Ничего не ответив, вернулась она домой. Всю ночь, весь день, и ещё день, и ещё ночь проплакали, сидя обнявшись, Ульяна Михайловна и Марийка, которая сумела спастись от облавы, зарывшись в стогу яровой соломы. Тяжко было матери отпускать в неметчину Любу, ещё тяжелее — прощаться с двумя сынами, так напоминавшими ей покойного Павла Трофимовича. Моментами она колебалась. То и дело вставала, шатающейся походкой подходила к красному углу, падала на скамью и шарила под ней рукой: тут ли оно? Убеждалась, что тут, и опять садилась к дочери, обнимала её, плакала: как быть?..

Утром мобилизованные, ночевавшие под охраной в здании сельской больницы, были выгнаны на улицу. Уже скрипели подводы, слышались женский плач и крики солдат. Колонны должны были вот-вот тронуться. К Белогрудам вошел человек от коменданта и опять спросил, отдаст ли Ульяна партизанский свёрток. Женщина встала бледная. Придерживаясь рукой о стену, она подняла на посланного исплаканные, ненавидящие глаза:

— Нема у мене ниякого узлыка. Нияких партизан я не бачила!..

И, обливаясь слезами, упала на лавку, не в силах выйти и проводить детей, направлявшихся в страшный путь.

Так хранили мать и дочь год семь месяцев это полковое знамя, поддерживаемые уверенностью, что пройдут лихие времена, что сбудутся слова покойного Белогруда и настанет день, когда по зелёной улице родной Поливки пойдут свои войска и передает она им это омытое чистой кровью борцов и мучеников, гордо пронесённое ею сквозь столько несчастий, испытаний и бед знамя.
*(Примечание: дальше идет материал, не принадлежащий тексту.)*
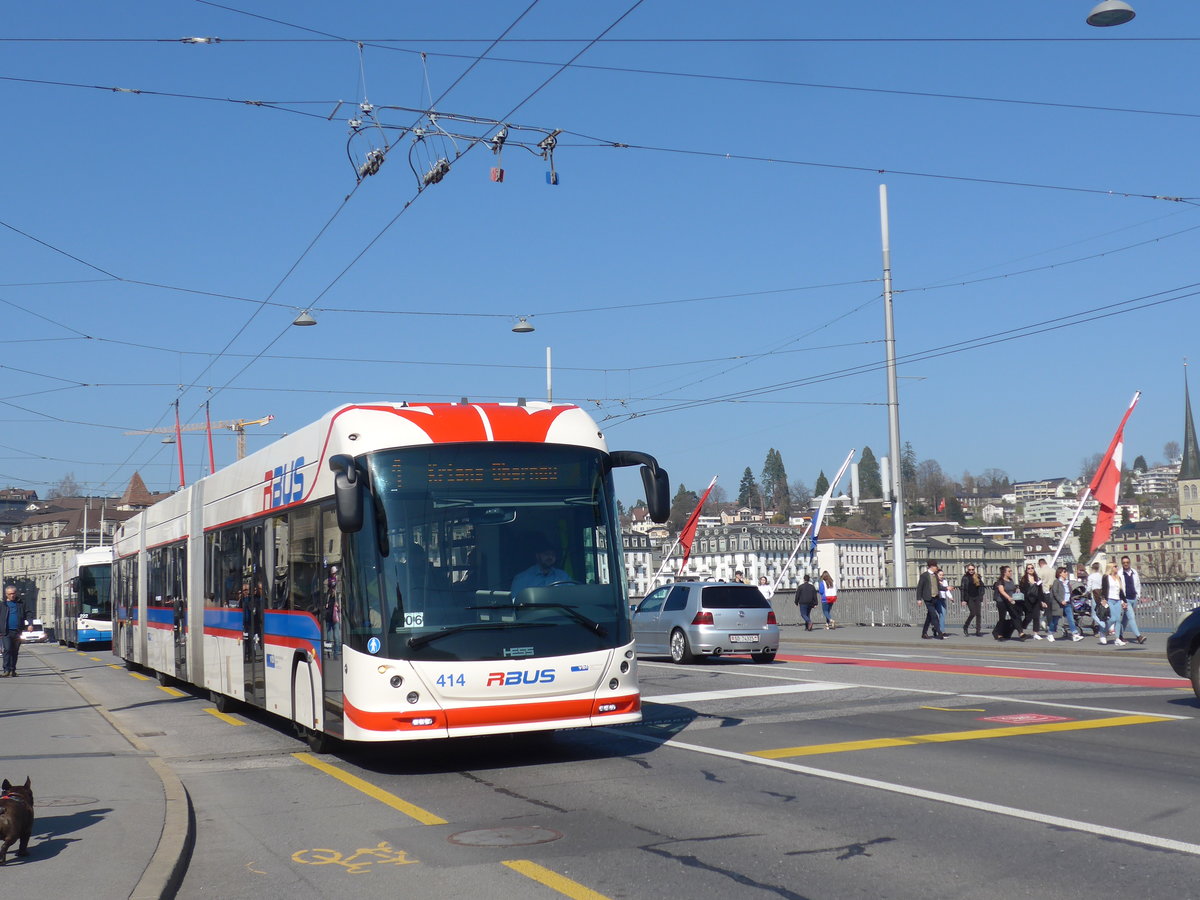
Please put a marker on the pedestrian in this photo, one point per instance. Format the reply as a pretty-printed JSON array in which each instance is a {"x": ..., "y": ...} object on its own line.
[
  {"x": 1003, "y": 593},
  {"x": 828, "y": 598},
  {"x": 1093, "y": 581},
  {"x": 927, "y": 593},
  {"x": 1113, "y": 588},
  {"x": 765, "y": 587},
  {"x": 1060, "y": 605},
  {"x": 13, "y": 618},
  {"x": 971, "y": 593},
  {"x": 1035, "y": 601},
  {"x": 1102, "y": 617},
  {"x": 807, "y": 598},
  {"x": 1133, "y": 593}
]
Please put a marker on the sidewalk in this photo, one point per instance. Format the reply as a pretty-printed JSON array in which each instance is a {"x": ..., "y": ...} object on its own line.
[
  {"x": 793, "y": 639},
  {"x": 109, "y": 819}
]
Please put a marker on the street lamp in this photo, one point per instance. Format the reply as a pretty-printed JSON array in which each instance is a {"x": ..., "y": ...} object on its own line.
[{"x": 1110, "y": 12}]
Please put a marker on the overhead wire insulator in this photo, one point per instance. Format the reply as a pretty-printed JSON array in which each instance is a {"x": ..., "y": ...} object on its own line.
[
  {"x": 437, "y": 172},
  {"x": 373, "y": 161}
]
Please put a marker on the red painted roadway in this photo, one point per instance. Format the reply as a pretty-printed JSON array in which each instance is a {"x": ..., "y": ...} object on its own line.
[{"x": 997, "y": 672}]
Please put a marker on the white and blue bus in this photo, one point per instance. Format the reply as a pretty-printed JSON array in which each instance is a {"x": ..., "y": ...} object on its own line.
[
  {"x": 83, "y": 599},
  {"x": 357, "y": 576}
]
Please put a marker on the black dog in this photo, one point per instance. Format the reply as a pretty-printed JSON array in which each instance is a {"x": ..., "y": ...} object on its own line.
[{"x": 16, "y": 817}]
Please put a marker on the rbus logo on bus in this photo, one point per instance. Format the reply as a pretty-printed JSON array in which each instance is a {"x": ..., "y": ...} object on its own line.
[
  {"x": 283, "y": 484},
  {"x": 511, "y": 678}
]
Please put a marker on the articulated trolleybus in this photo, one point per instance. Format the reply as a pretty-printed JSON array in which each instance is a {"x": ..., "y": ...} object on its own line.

И день этот стал приближаться. Мимо Поливки по большаку к Днепру потянулись бесконечные немецкие обозы. Они совсем не походили на те стройные вереницы страшных гудящих машин, которые проходили на северо-восток два года назад, заполняя лязгом и грохотом степные просторы, поднимая облака пыли до самого неба. Где остались все эти грозные машины? Куда делись огромные пушки, мощные танки, бесконечные утюгоподобные броневики? Где фашисты потеряли всю эту сталь, в которой чувствовали они себя неуязвимыми, сталь, отлитую для них на заводах всей Европы?
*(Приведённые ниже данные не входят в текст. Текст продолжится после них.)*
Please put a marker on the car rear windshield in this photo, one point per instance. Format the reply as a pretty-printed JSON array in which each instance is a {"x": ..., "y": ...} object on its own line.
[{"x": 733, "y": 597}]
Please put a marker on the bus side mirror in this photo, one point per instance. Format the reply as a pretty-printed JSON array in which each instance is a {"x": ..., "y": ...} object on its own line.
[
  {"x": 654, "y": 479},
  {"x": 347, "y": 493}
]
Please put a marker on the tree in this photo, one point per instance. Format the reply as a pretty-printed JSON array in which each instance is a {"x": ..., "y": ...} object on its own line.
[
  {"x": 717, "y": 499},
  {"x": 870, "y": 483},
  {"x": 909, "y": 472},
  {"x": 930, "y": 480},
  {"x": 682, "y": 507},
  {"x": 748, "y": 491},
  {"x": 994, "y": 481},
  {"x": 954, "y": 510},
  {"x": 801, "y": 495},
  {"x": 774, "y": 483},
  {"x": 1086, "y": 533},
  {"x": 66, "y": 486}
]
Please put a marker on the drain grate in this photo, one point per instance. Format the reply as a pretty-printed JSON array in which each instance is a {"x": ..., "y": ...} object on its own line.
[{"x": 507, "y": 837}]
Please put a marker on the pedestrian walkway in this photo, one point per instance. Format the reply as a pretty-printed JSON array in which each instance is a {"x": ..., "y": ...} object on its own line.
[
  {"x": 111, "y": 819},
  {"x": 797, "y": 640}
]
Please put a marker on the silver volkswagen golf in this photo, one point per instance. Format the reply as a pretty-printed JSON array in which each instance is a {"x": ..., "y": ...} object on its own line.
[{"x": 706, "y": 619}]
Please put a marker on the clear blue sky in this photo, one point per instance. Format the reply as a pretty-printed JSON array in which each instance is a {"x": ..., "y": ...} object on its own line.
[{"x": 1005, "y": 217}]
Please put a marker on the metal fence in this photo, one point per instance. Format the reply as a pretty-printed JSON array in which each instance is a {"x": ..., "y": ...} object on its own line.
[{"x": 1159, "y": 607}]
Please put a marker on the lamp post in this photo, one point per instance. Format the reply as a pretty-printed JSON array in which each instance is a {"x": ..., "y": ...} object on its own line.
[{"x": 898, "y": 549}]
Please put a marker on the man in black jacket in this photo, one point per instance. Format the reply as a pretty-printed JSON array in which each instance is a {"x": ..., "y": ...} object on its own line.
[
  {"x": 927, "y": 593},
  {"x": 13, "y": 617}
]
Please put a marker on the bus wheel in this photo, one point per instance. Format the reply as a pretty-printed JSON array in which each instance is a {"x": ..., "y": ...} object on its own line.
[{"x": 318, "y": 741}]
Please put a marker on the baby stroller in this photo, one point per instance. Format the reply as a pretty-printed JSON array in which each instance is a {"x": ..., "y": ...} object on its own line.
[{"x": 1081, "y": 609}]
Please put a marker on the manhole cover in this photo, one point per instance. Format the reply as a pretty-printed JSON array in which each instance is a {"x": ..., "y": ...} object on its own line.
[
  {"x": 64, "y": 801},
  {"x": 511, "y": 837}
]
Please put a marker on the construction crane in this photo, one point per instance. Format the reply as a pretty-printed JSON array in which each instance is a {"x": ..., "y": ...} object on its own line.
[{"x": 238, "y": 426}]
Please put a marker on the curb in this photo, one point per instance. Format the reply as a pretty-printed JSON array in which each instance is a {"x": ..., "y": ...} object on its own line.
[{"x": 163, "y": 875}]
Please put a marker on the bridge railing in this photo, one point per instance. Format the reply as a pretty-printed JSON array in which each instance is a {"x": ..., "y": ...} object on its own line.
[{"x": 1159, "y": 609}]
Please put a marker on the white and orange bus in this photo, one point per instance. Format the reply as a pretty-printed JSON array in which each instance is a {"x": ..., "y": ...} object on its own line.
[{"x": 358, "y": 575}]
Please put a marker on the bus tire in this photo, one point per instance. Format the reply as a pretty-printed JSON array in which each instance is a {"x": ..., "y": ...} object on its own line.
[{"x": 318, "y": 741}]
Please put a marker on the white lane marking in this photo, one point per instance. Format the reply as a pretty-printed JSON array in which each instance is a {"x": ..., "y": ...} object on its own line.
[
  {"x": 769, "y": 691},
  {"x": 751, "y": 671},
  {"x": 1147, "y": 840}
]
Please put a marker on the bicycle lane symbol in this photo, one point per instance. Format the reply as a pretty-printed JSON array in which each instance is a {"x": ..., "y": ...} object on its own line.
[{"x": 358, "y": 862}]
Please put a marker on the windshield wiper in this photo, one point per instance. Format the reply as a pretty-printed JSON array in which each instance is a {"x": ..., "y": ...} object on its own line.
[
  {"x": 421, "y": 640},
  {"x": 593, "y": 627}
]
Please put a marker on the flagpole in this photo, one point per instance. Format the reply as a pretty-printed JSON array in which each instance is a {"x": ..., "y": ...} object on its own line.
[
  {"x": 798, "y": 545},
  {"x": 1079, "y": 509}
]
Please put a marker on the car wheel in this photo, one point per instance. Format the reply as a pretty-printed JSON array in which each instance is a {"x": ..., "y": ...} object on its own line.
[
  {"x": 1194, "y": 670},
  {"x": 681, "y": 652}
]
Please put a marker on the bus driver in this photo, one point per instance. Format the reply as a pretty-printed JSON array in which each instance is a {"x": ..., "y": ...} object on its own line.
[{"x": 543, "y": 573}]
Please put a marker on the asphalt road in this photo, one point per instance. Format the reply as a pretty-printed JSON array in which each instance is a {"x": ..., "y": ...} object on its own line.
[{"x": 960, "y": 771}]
Лишённые своих машин, они походили на улиток, выковырнутых из раковин, и никому уже не внушали страха. Усталые, небритые, в разбитых сапогах или босиком, в обтёрханных мундирах, они брели, погоняя дрючками усталых волов и кляч. Гремели пыльные помятые машины, гружённые зерном, мебелью, перинами и всяческим барахлом. И хотя стоявшие в деревне солдаты пытались хорохориться и что-то ещё талдычили о перегруппировке, Ульяна Михайловна поняла: отступают. Она как-то сразу распрямилась, помолодела, посвежела от одной этой вести. По утрам, поднявшись до света, она с высокого косогора над Псёлом с надеждой смотрела на восток, где над ветлами, глядевшимися в стальное зеркало невозмутимой реки, поднималось солнце.

Обгоняя немцев, по степям Полтавщины ходили слухи, что, отступая, фашисты напоследях особенно лютуют, всё жгут, режут и угоняют скот, бьют лошадей. По ночам зарева пожаров вставали на горизонте и, не затухая, полыхали до утра, обнимая полнеба.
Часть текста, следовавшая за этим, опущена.